Miners honor Borell, appoint Paraday

Dignitaries pay tribute to resigning executive director who led Alaska Miners Association during two decades of strong growth


Last updated 11/20/2011 at Noon

The winter convention season is upon us, and the first of many such events is sponsored by the Alaska Miners Association each November. This year's convention was filled with the customary excitement. The papers were excellent and well received. Attendance was at record levels. The conversations were focused on the successes of the past season and the plans for next year. In brief, the convention was similar to all recent ones, save the banquet, which was unique.

After 22 years, Steve Borell, executive director of the Association has resigned, indubitably at the top of his game.

The Friday banquet was a testimonial to Borell's many accomplishments during that tenure.

In a nutshell, Steve has led the Association successfully in diverse areas during a period when the industry has been gathering strength.

His unique skill-set was at the right place at the right time.

Due to a positive political climate, the mining industry has been emerging as a powerful political and economic force since the mid-70s.

It gained traction with the opening of the Red Dog and Greens Creek mines, and by the time the Fort Knox and Pogo mines hit stride, the industry had emerged as the second largest in the state's private sector.

Borell was everywhere during the recent two decades of this exciting period, spreading a message that the industry was strong, safe, healthy and a positive force for the future of Alaska.

In D.C. he was advising the delegation and pitching the administration while building respect for AMA within the National Mining Association.

In Juneau, he was painting the picture of a progressive and responsible partner in the development of resources for Alaska's future.

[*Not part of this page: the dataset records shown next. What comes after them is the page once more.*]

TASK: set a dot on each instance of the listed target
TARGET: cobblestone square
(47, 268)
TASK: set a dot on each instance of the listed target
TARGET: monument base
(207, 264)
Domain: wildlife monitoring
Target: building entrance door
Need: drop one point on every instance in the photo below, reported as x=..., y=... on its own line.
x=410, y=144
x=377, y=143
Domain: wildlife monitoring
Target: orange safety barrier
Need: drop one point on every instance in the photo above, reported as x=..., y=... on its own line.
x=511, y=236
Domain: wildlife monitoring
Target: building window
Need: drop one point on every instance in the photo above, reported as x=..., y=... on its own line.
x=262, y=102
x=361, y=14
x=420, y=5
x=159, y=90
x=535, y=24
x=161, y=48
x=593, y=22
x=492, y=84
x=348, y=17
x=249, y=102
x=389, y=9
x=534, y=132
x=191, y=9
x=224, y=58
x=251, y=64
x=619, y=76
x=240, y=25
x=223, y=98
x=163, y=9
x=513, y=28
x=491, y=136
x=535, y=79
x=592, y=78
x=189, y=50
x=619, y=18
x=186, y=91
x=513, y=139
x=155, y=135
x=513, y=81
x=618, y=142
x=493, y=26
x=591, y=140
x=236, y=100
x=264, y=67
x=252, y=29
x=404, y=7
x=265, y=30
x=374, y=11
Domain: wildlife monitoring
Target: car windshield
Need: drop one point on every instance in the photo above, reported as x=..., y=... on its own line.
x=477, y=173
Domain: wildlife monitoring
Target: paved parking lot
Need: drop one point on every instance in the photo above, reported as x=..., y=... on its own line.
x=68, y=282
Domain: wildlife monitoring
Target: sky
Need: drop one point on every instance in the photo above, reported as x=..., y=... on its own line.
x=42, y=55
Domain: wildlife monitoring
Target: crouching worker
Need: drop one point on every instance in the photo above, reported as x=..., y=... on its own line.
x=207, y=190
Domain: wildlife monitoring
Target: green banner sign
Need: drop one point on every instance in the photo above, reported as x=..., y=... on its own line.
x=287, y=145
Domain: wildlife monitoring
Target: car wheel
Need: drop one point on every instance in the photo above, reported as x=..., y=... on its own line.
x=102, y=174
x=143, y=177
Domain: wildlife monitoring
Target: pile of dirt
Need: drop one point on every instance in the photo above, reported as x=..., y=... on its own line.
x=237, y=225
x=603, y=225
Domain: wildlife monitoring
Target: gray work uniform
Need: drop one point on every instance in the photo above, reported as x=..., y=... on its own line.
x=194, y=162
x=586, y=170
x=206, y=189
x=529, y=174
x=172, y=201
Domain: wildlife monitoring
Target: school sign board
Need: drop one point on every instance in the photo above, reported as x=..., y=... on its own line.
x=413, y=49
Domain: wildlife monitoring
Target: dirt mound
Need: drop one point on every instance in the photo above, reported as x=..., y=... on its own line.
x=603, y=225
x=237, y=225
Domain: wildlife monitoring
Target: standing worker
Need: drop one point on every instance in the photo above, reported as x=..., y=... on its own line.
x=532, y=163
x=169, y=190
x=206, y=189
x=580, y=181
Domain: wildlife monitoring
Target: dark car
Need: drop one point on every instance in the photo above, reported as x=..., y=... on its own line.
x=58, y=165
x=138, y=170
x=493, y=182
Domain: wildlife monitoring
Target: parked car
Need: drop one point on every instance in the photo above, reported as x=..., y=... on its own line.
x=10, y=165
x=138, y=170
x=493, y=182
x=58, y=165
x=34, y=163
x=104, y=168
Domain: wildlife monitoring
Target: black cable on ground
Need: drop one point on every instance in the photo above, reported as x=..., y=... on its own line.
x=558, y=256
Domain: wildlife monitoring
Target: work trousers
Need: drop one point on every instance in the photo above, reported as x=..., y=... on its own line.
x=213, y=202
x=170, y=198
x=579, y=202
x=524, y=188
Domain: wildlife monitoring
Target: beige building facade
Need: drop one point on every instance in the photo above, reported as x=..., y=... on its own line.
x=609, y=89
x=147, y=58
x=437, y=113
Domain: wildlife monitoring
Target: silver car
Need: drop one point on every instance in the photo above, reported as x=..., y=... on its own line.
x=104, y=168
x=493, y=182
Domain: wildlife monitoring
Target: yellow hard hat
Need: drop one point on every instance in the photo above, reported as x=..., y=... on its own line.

Throughout the West he was bonding with other mining associations and their leaders to build strategic alliances.

All across Alaska, he was conferring with small and large mine operators and exploration teams, constructing a solid and united front.

At the miner's banquet, a parade of speakers crossed the stage, sharing words of gratitude and good wishes for Borell's future. The respect tendered to Borell was overwhelming, but it was frequently punctuated with the word "friend." Borell clearly made many trusted friends for the industry and by extension for himself through his integrity and credibility.

In addition to the festivities for Borell, his successor was introduced to the membership. Fred Paraday comes to the post of executive director with impressive credentials. Paraday has worked at Point Barrow for the past several years after a career in the coal mining industry in Wyoming and a stint in the Wyoming State Legislature. He and Borell will overlap for four months in transition, but it appears that Paraday will hit the traces running. According to Borell, Paraday's resume could not be improved upon when trying to find a fit for his replacement. Paraday brings the right mix of professional experience and depth of knowledge to the job.

Paraday takes over direction of the mining group at a critical time. New mines at Chuitna, Donlin Creek, Wishbone Hill and Pebble will soon take their place next to the six mines now in production. No matter what happens with the oil and gas industry in Alaska, mining is going to become an increasingly relevant and important force, especially in remote areas.

Although the resignation of Borell comes at a time when his contributions are optimal, the smooth transition to a qualified successor will result in a continuation of policies and practices that will extend the positive trend. Steve Borell has served the industry and the association well over the past two decades and Fred Paraday will have an excellent opportunity to build on a sound foundation.